The oil and gas industry can bring new resources to bear in its battle against critics and efforts to achieve a “social license to operate.” A small cleantech firm has developed patented technology that allows producers to recycle up to 100% of their well flowback and produced water during hydraulic fracturing operations.

“We use and have invented an advanced oxidation process to treat water on the front end of the [fracking process] and at the flow rate of the [fracking process], eliminating liquid biocides and chemicals for bacteria growth and scale inhibition, and allowing 100% recycling of the flowback and produced waters,” said EcoSphere Technologies Chairman and CEO Charles Vinick said during a recent radio appearance.

The company supplies oil and gas producers with up to 53-foot self-contained mobile water treatment plants that connect directly to the drilling operation. EcoSphere’s proprietary Ozonix technology saturates the inflow of contaminated water with ozone using hydrodynamic cavitation, acoustic cavitation, and electro-chemistry.

Hydrodynamic cavitation and acoustic cavitation alter the properties of ozone which causes contaminates to decompose into millions of tiny bubbles, that are then imploded, destroying the bacteria’s cellular walls and cleaning the water for re-use in future operations.

Breaking Into a Fast Growing Industry

EcoSphere was formed about 14 years ago and although the oil and gas sector is the company’s fastest growing market, the firm offers environmental industrial waste water solutions to a wide range of industries, Vinick recently told Breaking Energy.

The company is currently most active in Arkansas’ Fayetteville shale play, the Woodford shale in Oklahoma and through a sub-licensee called Hydrozonix, operates in the Texas Permian Basin. EcoSphere is also expanding into the Marcellus shale located in the Northeast and the Bakken oil play, which extends through North Dakota and Montana and up into Canada, said Vinick.

US independent producers Southwestern Energy and Newfield Exploration are EcoSphere’s biggest oil and gas customers, but in addition to the petroleum sector, Vinick told Breaking Energy his company’s technology can be applied to nuclear power generation, solar and semiconductor production and coal-fired power plants. The potential for expansion into other industrial sectors also exists, said Vinick.

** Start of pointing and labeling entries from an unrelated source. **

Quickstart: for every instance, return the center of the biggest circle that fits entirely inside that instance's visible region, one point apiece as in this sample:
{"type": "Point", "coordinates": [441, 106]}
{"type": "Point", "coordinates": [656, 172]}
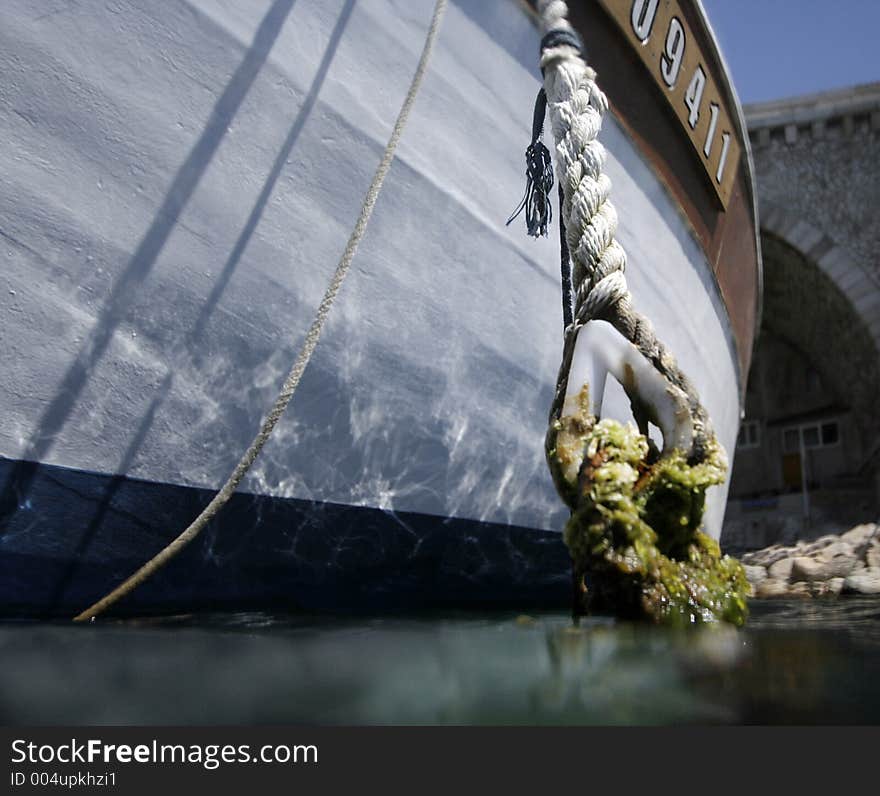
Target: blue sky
{"type": "Point", "coordinates": [782, 48]}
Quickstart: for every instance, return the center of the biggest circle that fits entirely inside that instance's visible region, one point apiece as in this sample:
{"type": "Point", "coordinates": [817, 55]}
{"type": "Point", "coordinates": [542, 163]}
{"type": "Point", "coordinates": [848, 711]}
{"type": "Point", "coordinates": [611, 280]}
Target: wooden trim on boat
{"type": "Point", "coordinates": [721, 214]}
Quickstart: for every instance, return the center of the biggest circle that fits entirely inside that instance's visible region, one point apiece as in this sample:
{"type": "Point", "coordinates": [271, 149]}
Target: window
{"type": "Point", "coordinates": [815, 435]}
{"type": "Point", "coordinates": [749, 434]}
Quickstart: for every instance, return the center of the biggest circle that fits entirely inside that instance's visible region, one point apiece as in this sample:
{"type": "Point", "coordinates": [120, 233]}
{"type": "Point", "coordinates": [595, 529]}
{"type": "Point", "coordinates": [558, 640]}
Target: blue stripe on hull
{"type": "Point", "coordinates": [71, 535]}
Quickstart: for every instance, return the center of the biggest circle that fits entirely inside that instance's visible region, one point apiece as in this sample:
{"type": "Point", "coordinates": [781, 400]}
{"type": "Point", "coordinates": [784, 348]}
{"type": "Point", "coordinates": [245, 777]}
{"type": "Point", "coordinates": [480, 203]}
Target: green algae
{"type": "Point", "coordinates": [634, 533]}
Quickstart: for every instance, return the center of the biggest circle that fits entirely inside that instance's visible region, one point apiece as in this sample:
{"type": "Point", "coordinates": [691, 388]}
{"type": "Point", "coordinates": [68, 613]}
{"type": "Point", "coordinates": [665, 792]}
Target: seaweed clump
{"type": "Point", "coordinates": [634, 533]}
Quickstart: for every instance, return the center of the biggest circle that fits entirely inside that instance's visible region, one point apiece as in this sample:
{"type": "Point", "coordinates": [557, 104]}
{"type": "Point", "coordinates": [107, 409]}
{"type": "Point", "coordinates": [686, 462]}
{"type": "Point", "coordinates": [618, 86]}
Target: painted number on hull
{"type": "Point", "coordinates": [660, 34]}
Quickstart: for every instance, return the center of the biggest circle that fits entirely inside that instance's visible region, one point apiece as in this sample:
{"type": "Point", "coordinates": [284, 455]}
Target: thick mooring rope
{"type": "Point", "coordinates": [305, 354]}
{"type": "Point", "coordinates": [576, 106]}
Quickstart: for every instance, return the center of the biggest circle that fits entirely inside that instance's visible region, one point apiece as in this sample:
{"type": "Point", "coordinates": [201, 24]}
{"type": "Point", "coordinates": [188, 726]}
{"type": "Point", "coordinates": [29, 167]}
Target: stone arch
{"type": "Point", "coordinates": [861, 288]}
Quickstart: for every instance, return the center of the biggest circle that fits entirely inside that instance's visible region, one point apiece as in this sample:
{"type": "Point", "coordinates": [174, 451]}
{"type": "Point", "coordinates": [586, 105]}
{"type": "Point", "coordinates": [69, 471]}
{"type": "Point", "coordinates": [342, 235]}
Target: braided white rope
{"type": "Point", "coordinates": [576, 106]}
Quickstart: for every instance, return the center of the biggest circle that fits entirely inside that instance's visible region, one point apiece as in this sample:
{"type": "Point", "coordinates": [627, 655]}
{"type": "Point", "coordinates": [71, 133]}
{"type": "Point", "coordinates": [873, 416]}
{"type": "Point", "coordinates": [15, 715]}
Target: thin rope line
{"type": "Point", "coordinates": [305, 354]}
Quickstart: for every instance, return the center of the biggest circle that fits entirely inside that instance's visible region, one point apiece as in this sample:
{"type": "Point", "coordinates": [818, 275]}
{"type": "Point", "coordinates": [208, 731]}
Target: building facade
{"type": "Point", "coordinates": [808, 454]}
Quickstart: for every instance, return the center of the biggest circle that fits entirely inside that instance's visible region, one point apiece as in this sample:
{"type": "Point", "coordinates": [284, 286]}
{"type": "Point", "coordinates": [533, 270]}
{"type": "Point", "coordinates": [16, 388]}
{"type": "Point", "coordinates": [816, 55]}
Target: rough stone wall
{"type": "Point", "coordinates": [817, 169]}
{"type": "Point", "coordinates": [828, 176]}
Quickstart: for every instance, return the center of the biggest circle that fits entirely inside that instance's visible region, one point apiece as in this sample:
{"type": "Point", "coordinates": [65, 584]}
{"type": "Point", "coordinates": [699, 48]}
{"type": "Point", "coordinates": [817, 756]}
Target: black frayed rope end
{"type": "Point", "coordinates": [539, 177]}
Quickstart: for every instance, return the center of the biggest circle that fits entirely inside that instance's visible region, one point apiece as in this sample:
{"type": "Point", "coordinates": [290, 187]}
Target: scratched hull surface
{"type": "Point", "coordinates": [178, 182]}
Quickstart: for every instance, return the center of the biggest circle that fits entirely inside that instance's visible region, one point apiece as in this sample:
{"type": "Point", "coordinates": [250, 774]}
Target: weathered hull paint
{"type": "Point", "coordinates": [179, 182]}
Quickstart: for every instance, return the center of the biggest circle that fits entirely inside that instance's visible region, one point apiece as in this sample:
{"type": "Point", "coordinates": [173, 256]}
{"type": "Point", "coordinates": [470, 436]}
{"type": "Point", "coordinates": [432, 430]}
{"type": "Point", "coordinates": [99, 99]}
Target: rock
{"type": "Point", "coordinates": [811, 570]}
{"type": "Point", "coordinates": [828, 588]}
{"type": "Point", "coordinates": [865, 582]}
{"type": "Point", "coordinates": [872, 555]}
{"type": "Point", "coordinates": [836, 548]}
{"type": "Point", "coordinates": [768, 556]}
{"type": "Point", "coordinates": [755, 574]}
{"type": "Point", "coordinates": [860, 534]}
{"type": "Point", "coordinates": [820, 544]}
{"type": "Point", "coordinates": [771, 587]}
{"type": "Point", "coordinates": [780, 569]}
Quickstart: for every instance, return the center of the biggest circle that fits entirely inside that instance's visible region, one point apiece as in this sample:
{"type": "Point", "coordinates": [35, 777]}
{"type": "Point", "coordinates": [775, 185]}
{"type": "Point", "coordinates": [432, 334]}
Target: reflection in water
{"type": "Point", "coordinates": [796, 662]}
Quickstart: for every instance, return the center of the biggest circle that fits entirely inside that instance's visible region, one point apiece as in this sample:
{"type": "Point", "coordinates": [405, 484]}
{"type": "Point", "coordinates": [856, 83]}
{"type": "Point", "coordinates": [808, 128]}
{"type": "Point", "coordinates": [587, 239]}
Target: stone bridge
{"type": "Point", "coordinates": [812, 414]}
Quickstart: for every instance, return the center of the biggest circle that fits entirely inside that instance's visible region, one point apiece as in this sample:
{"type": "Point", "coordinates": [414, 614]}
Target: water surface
{"type": "Point", "coordinates": [796, 662]}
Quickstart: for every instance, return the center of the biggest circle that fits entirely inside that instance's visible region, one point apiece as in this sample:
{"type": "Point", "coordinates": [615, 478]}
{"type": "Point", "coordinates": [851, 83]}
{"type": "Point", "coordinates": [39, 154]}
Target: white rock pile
{"type": "Point", "coordinates": [848, 563]}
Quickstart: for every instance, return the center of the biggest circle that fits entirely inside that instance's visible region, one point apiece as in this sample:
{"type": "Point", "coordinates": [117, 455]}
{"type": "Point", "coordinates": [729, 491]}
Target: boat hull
{"type": "Point", "coordinates": [178, 193]}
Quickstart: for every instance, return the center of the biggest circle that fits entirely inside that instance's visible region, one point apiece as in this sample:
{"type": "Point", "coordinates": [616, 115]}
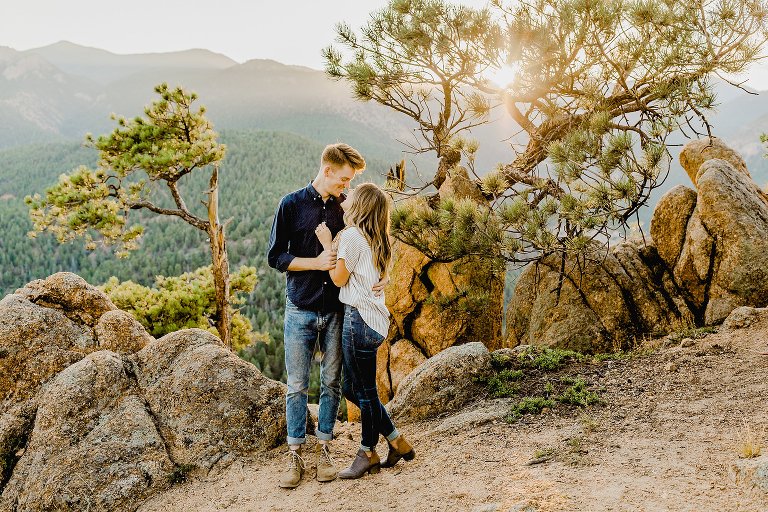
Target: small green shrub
{"type": "Point", "coordinates": [529, 405]}
{"type": "Point", "coordinates": [691, 332]}
{"type": "Point", "coordinates": [548, 359]}
{"type": "Point", "coordinates": [503, 384]}
{"type": "Point", "coordinates": [180, 473]}
{"type": "Point", "coordinates": [578, 394]}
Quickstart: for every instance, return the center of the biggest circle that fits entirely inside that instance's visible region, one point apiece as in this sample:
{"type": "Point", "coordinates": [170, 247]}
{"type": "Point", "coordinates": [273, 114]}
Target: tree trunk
{"type": "Point", "coordinates": [220, 262]}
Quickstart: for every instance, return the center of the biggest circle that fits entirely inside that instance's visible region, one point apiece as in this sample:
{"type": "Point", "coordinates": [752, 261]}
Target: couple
{"type": "Point", "coordinates": [336, 251]}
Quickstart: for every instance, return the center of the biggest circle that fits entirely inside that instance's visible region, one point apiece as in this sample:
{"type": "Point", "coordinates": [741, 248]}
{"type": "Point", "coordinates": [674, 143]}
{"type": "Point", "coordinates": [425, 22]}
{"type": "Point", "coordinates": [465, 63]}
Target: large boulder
{"type": "Point", "coordinates": [444, 383]}
{"type": "Point", "coordinates": [94, 445]}
{"type": "Point", "coordinates": [708, 256]}
{"type": "Point", "coordinates": [120, 332]}
{"type": "Point", "coordinates": [437, 305]}
{"type": "Point", "coordinates": [734, 214]}
{"type": "Point", "coordinates": [70, 294]}
{"type": "Point", "coordinates": [721, 260]}
{"type": "Point", "coordinates": [598, 306]}
{"type": "Point", "coordinates": [207, 402]}
{"type": "Point", "coordinates": [83, 428]}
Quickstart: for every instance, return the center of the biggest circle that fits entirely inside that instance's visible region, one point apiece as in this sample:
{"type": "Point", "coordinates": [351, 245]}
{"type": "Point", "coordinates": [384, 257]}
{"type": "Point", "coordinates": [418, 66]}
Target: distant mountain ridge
{"type": "Point", "coordinates": [61, 91]}
{"type": "Point", "coordinates": [104, 67]}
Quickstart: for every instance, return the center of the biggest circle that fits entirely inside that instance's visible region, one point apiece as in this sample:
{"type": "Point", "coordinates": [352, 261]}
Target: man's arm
{"type": "Point", "coordinates": [326, 260]}
{"type": "Point", "coordinates": [278, 256]}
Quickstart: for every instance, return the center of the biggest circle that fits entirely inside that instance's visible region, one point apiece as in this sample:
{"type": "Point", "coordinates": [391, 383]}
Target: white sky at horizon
{"type": "Point", "coordinates": [288, 31]}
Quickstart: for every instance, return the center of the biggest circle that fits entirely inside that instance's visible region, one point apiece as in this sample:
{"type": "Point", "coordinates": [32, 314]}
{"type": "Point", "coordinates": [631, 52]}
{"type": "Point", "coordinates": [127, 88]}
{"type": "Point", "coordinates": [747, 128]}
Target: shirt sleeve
{"type": "Point", "coordinates": [279, 239]}
{"type": "Point", "coordinates": [349, 248]}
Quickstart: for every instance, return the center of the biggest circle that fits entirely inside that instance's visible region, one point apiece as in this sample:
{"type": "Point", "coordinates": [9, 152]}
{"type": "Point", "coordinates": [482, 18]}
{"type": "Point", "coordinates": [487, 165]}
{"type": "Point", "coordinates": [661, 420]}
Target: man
{"type": "Point", "coordinates": [312, 311]}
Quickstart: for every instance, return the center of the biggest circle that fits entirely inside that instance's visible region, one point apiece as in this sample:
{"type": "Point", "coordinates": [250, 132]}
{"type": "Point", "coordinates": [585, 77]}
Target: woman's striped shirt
{"type": "Point", "coordinates": [358, 258]}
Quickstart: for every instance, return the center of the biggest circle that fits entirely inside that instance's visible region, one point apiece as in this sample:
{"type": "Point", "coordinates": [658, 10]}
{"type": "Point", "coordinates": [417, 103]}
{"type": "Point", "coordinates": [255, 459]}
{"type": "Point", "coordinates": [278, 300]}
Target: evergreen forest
{"type": "Point", "coordinates": [258, 169]}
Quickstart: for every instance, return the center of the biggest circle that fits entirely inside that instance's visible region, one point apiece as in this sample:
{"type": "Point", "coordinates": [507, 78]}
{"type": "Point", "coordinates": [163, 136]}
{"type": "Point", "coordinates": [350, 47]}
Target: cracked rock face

As a fairly young and small company with 75 employees still new to the oil and gas services space, building a reputation among larger, established incumbents like Halliburton and Schlumberger can be a challenge, Vinick said. EcoSphere is also working hard to educate the industry and the public about their technology.

Another challenge EcoSphere faces is a reliance on diesel fuel to power its mobile water treatment facilities. Although US benchmark oil and oil product prices have decreased in recent weeks, diesel prices remain above historical averages.

The company is looking to break into the oil and gas space at a transitional time, with the International Energy Agency recently releasing an unconventional natural gas report that charges the industry with the need to obtain “social buy in,” or risk regulatory backlash that could potentially limit its operational reach. The US EPA is also conducting a comprehensive study on hydraulic fracturing and water issues that could tip the balance of power in the fracking debate toward the industry or to its detractors when released next year.